FIHプロリーグ:中国がドイツに劇的逆転勝利 3-2で2連勝
FIHプロリーグで中国代表が開催国ドイツ代表を3-2で下し、2試合連続の白星を挙げました。2度のビハインドから追いつき、終盤に逆転したこの一戦は、中国の粘り強さと成長を印象づける内容でした。
FIHプロリーグは、各国代表がシーズンを通じて総当たりで対戦する国際ホッケーリーグで、世界トップクラスのチーム同士がしのぎを削る舞台です。その中での逆転勝利は、順位だけでなくチームの自信という意味でも大きな価値を持ちます。
2度のビハインドからの逆転劇
この試合は、ドイツが立ち上がりから主導権を握りました。第1クオーター10分、リサ・ノルテ選手がリバーススティックでフラットなパスをサークル内へ送り、ヨハンナ・ハッヘンベルク選手がニアポストでコースを変えてゴール。開催国ドイツが先制点を奪います。
しかし中国は第2クオーターで反撃を開始します。25分、ファン・ハイヤン選手がゴールを決めて1-1の同点に追いつきます。押し込まれる時間帯もありながら、限られたチャンスを逃さない決定力を見せました。

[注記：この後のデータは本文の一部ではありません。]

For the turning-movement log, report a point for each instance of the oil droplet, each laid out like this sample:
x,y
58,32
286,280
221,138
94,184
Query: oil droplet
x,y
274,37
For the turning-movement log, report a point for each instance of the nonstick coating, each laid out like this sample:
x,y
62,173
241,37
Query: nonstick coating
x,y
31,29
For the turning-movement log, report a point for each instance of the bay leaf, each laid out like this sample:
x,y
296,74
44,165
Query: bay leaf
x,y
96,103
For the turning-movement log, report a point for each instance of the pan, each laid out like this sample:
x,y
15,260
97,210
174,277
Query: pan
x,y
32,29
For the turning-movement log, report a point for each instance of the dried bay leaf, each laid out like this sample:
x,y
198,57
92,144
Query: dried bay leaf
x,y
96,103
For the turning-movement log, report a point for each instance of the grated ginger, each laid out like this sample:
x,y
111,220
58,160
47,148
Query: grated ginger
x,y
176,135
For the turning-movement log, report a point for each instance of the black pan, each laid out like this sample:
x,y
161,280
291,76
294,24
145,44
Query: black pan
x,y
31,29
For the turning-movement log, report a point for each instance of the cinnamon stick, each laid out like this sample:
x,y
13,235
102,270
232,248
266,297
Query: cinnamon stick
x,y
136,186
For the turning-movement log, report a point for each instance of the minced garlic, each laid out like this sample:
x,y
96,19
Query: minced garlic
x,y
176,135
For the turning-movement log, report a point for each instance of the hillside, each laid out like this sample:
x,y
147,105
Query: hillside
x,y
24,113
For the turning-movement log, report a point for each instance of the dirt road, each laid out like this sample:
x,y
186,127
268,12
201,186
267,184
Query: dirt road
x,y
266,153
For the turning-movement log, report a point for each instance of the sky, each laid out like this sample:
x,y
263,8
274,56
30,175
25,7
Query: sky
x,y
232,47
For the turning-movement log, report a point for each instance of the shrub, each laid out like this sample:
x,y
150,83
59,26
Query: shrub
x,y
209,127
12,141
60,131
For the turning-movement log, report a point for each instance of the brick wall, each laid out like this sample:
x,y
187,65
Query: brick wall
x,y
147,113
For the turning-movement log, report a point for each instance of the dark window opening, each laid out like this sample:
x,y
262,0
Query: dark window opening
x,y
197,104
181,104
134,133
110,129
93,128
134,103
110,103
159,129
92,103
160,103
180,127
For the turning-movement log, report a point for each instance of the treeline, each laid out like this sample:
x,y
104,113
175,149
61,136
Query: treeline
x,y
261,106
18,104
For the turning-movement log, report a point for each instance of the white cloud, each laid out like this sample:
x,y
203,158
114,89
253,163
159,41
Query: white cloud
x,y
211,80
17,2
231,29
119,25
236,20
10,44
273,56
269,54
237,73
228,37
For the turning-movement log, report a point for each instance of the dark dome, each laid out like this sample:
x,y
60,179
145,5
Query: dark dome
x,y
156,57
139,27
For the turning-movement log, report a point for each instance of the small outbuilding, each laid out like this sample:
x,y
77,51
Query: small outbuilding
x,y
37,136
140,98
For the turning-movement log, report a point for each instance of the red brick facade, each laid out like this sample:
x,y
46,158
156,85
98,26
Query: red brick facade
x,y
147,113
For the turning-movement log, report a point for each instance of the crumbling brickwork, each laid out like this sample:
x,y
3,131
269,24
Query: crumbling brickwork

前半終了間際には再びドイツが突き放します。ハーフタイム直前、リリ・ストッフェルスマ選手が低いスラップシュートをゴール右下隅へ流し込み、スコアは2-1。中国は再び追いかける展開となりました。
それでも中国は集中力を切らしません。第3クオーター39分、ダン・ウェン選手がサークルトップでプレッシャーを受けながらシュートを放つと、ボールは相手ディフェンスに当たってコースが変わり、そのままゴールイン。枠を外れそうにも見えたボールがディフレクションでネットを揺らす、幸運も味方につけた同点弾でした。
勝負を決めたのは第4クオーター終盤の57分でした。タン・ジントン選手がドラッグフリックと呼ばれる技術で力強いシュートを放ち、中国がついにこの試合で初めてリードを奪います。このゴールが決勝点となり、スコアは3-2。中国が開催国ドイツを逆転で下しました。
アルゼンチン戦に続く2連勝、順位は4位に
中国代表は、この試合に先立つ日曜日のアルゼンチン戦でも勝利しており、これでFIHプロリーグ2連勝となりました。スタイルの異なる強豪を立て続けに破ったことは、チームの層の厚さと対応力を示すものです。
大会全体では、ここまで13試合を消化し、勝ち点は22。順位は4位につけています。長丁場のリーグ戦の中で、上位争いに踏みとどまるうえで重要な一勝となりました。
見えてきた中国代表の強み
この試合で際立ったのは、たび重なる劣勢を跳ね返すメンタルの強さでした。2度リードを許しながら、いずれも試合の流れを大きく崩さずに追いつき、終盤に3点目をもぎ取る展開は、偶然だけでは説明しきれません。
- 失点後も守備陣がラインを保ち、追加点を許さなかったこと
- チャンスの数自体は多くない中で、少ない決定機を確実にものにしたこと
- 第4クオーター終盤まで運動量と集中力を維持し、57分に決勝点を奪ったこと
こうした要素が積み重なり、「粘り勝ち」と呼べる内容につながりました。スコアだけを見れば接戦ですが、試合の中身には、中国代表が試合運びの面で一歩前進している姿がにじみます。
国際舞台で増す存在感
開催国ドイツに対する逆転勝利と、アルゼンチン戦の白星を合わせると、中国は短期間で欧州勢と南米勢というタイプの異なる相手を連破したことになります。FIHプロリーグという国際舞台で積み上げたこの2連勝は、世界のホッケーファンに中国代表の名前を強く印象づけるものになりそうです。
今後、上位チームとの直接対決が続くなかで、今回のように試合の流れを読み、苦しい時間帯を耐え抜く力をどこまで維持できるかが、最終順位を左右すると考えられます。国際ホッケーの勢力図の中で、中国代表の存在感がどのように変化していくのか、FIHプロリーグの行方とともに注目が集まります。